Only a few issues remain outstanding and discussions will continue from Washington in the coming days, the International Monetary Fund (IMF) mission in Moldova announced on July 15 when leaving Chisinau after a ten-day visit to prepare a possible three-year arrangement under the Fund’s Extended Fund Facility and Extended Credit Facility (EFF/ECF).
The Fund is considering extending around $180mn in financial support for the country’s economic reform programme.

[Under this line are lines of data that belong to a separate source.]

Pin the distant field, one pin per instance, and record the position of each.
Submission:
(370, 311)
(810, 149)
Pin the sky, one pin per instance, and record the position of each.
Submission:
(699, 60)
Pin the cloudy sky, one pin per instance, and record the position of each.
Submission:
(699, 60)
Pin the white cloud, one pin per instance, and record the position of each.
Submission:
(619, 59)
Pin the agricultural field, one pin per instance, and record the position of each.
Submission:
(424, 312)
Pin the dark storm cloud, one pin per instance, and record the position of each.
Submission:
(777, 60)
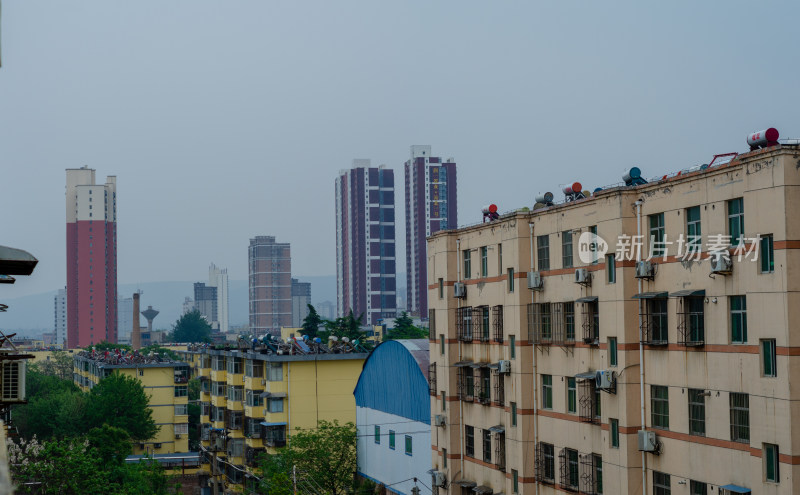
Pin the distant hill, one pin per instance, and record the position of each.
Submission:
(32, 315)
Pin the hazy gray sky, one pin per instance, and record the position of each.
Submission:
(226, 120)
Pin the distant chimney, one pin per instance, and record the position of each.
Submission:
(136, 332)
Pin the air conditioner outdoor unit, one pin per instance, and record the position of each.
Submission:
(535, 281)
(645, 269)
(648, 442)
(606, 380)
(582, 276)
(720, 263)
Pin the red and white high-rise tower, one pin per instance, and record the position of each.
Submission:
(91, 258)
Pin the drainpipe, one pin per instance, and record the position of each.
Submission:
(460, 357)
(535, 401)
(638, 205)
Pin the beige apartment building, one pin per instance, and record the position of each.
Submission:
(554, 369)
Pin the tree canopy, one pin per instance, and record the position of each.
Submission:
(191, 327)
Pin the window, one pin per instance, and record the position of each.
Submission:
(767, 254)
(572, 394)
(771, 467)
(611, 269)
(487, 446)
(547, 391)
(543, 252)
(697, 488)
(657, 246)
(275, 372)
(659, 406)
(740, 417)
(768, 356)
(612, 351)
(739, 319)
(661, 485)
(697, 412)
(693, 231)
(614, 427)
(736, 220)
(566, 249)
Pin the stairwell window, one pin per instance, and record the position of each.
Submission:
(738, 319)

The agreement is critical for the government not only because of the financial support from the IMF, but also because it would unfreeze the financing from other development partners – the World Bank, Romania and the European Union.
“I am sure we are going to have an agreement signed with the IMF, because the issues still to be completed are of a technical nature,” Prime Minister Pavel Filip commented. He also said that the government is committed to pursuing all of the reforms agreed with the IMF.

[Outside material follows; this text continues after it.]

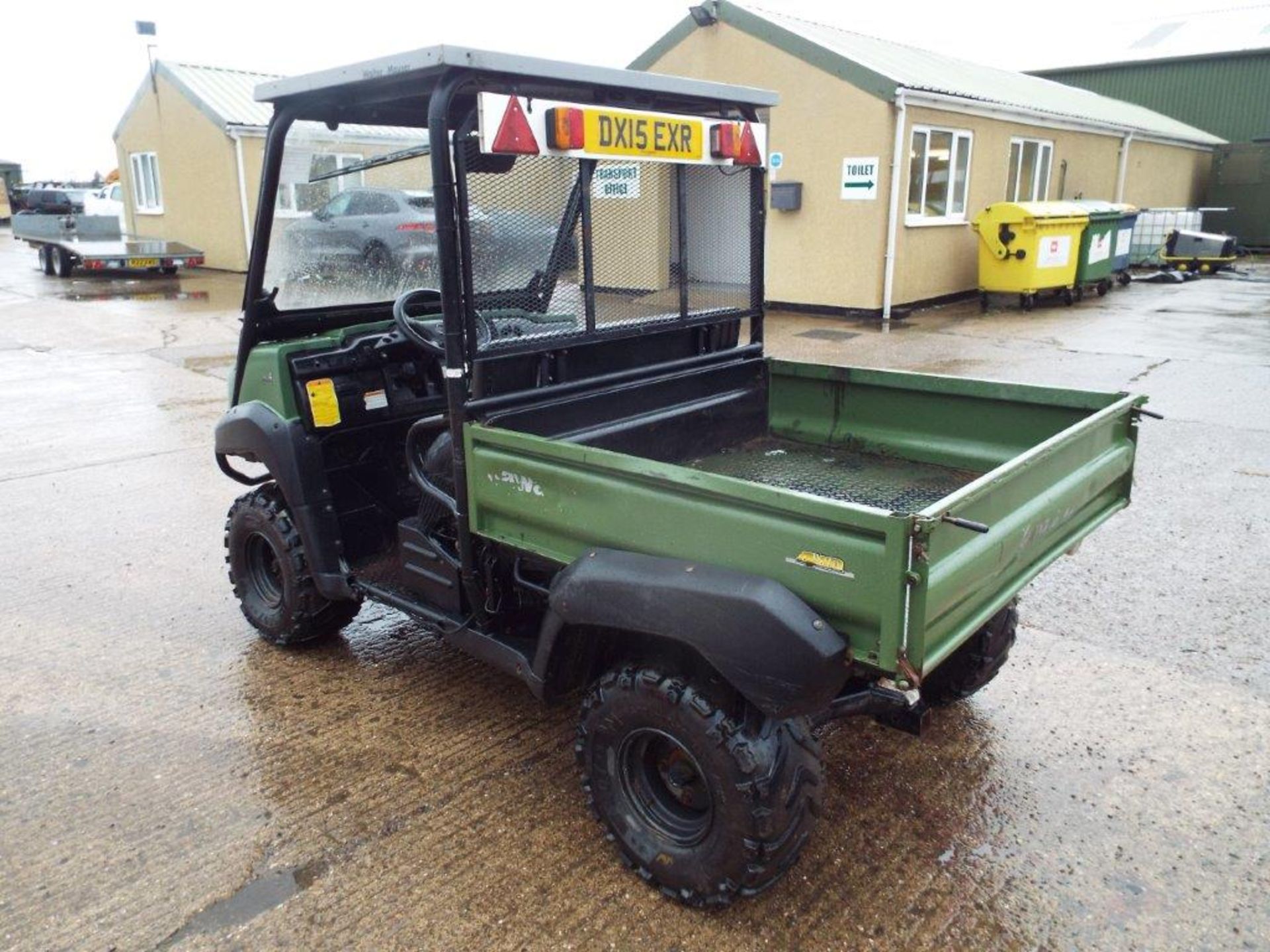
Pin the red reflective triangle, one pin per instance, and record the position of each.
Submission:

The government’s attempts to seal an agreement with the IMF will have inevitable political implications. The fragile ruling coalition, broadly seen as a creation of controversial businessman Vlad Plahotniuc, expects to collect political dividends in the October 30 presidential elections, or at least take a head start in potential before-term parliamentary elections. One of the opposition candidates, Maia Sandu of the Action and Solidarity party (PAS), urged the Fund in an open letter not to sign an agreement with the current government of Moldova.
“Discussions focused on the outlook for growth, financial sector policies, the sustainability of public finances and structural reforms needed to improve the business climate and attract investments,” the Fund explained in its July 15 press release.
Agreements were reached in a number of critical areas, including on reforms to enhance governance and transparency in the banking sector, to ensure the financial sustainability of the energy sector and to achieve medium-term fiscal policy objectives.